1 MAY 2004, Page 36

Decline and fall of a Russian hero

Digby Durrant

A HERO'S DAUGHTER by Andrei Makine Sceptre, £16.99, pp. 163, ISBN 0340751274 It was only by a hoax that Andrel Makine came to be published. He was seen, he says, as 'some funny little Russian who thought he could write in French'. So he took another name, pretended his books were French translations from Russian and received high praise. His fourth novel Le Testament Francais won both the Prix Goncourt and Prix Medicis: A Hero's Daughter is his first.

It is only 163 pages, but this relentless account of the fall of a national hero into disillusionment, squalor and public disgrace is also nothing less than the history of Russia from the German invasion in 1941 to Gorbachev and glasnost as seen through the eyes of Ivan Demidov, a soldier who becomes a Hero of the Soviet Union. He was taken for dead on the battlefield by Tatyana, a medical orderly, but holding a mirror to his mouth she watches as it mists over. He proposes marriage, but when she, too, gets wounded she frees him from his promise saying she has a shell splinter inside her and can't have a child, to say nothing of a scarred breast and missing three fingers. Nevertheless Ivan honours his promise, finds a job driving a lorry and they move to Moscow.

They are as happy as they can hope to be in a country where people are turned away from queues they've stood in for hours to return empty-handed to freezing, barely habitable homes to nibble potato peelings, yet despite all this Ivan continues to worship Stalin, Give communism a chance, he says, soon plenty will abound, screams in the night will cease, people will stop vanishing, and it's only when he's one of those selected to demolish Stalin's statue that the last scale falls from his eyes.

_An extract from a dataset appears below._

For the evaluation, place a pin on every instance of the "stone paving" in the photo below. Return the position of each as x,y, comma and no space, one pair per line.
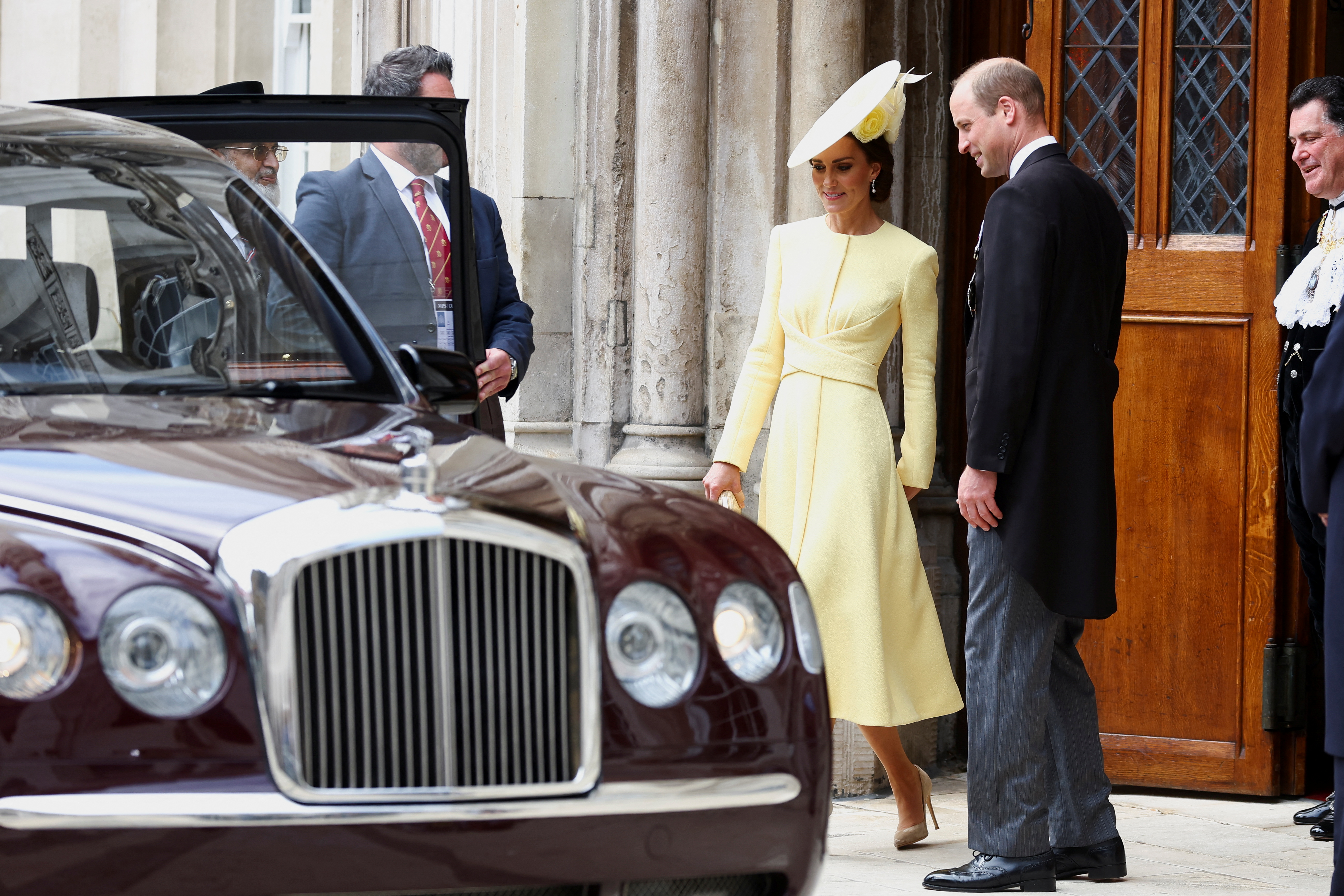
1175,841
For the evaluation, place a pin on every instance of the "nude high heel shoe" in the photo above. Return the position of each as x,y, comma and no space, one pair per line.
914,833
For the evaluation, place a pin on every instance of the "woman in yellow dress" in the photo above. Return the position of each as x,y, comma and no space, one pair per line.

Better times come and also Olya, the daughter her mother never expected and one who will have a glittering future thanks to the education guaranteed by the state to children of a Hero. But Ivan hates Stalin's successors, wasting money putting monkeys into space and holding the Olympic Games in Moscow, allowing the West to swarm in with their bulging wallets and swaggering lack of fear. It's to Olya he turns when the splinter finally pierces Tatyana's heart and she falls dead in a food queue.

Olya is a translator at the Trade Centre and a very chic and desirable one at that, though Ivan naturally doesn't know that she's a KGB agent whose job is to drug the businessmen she sleeps with and slip their documents out to be photographed during the night while they slumber. A drinking companion sick of Ivan's boasting about Olya takes him to the hotel where she works to see for himself. Ivan is finished. Days go by soaking vodka and nights in 'sobering-up centres' until he strays into a jewellery shop reserved for tourists and, when ordered out, goes berserk, breaks the place up and is arrested. Olya's chance of marrying a diplomat vanishes and when she goes to her father's trial he collapses in the box, his dying shout ringing in her ears: 'You have turned my daughter into a prostitute!'

Even in this starkly grim story Makine strains hard to believe that life, however ghastly, brings moments of tranquillity and peace if you look about you closely enough. Even doomed and crazed Ivan only seconds from death is 'astonished to see that the windowsill was gleaming in the sunlight' while Olya just before an abortion becomes absorbed in 'joy and silent wonder' at a cat stretching, arching its back. In Le Testament Francais Makine is the highly romantic Russian boy who drinks in the beauty of the Siberian steppes as he gazes out on them while listening to his French grandmother's stories about the beauty of France and the life there. Still under their spell, Makine sought asylum in France when he was 30 but he knew it was in Russia he learnt to look.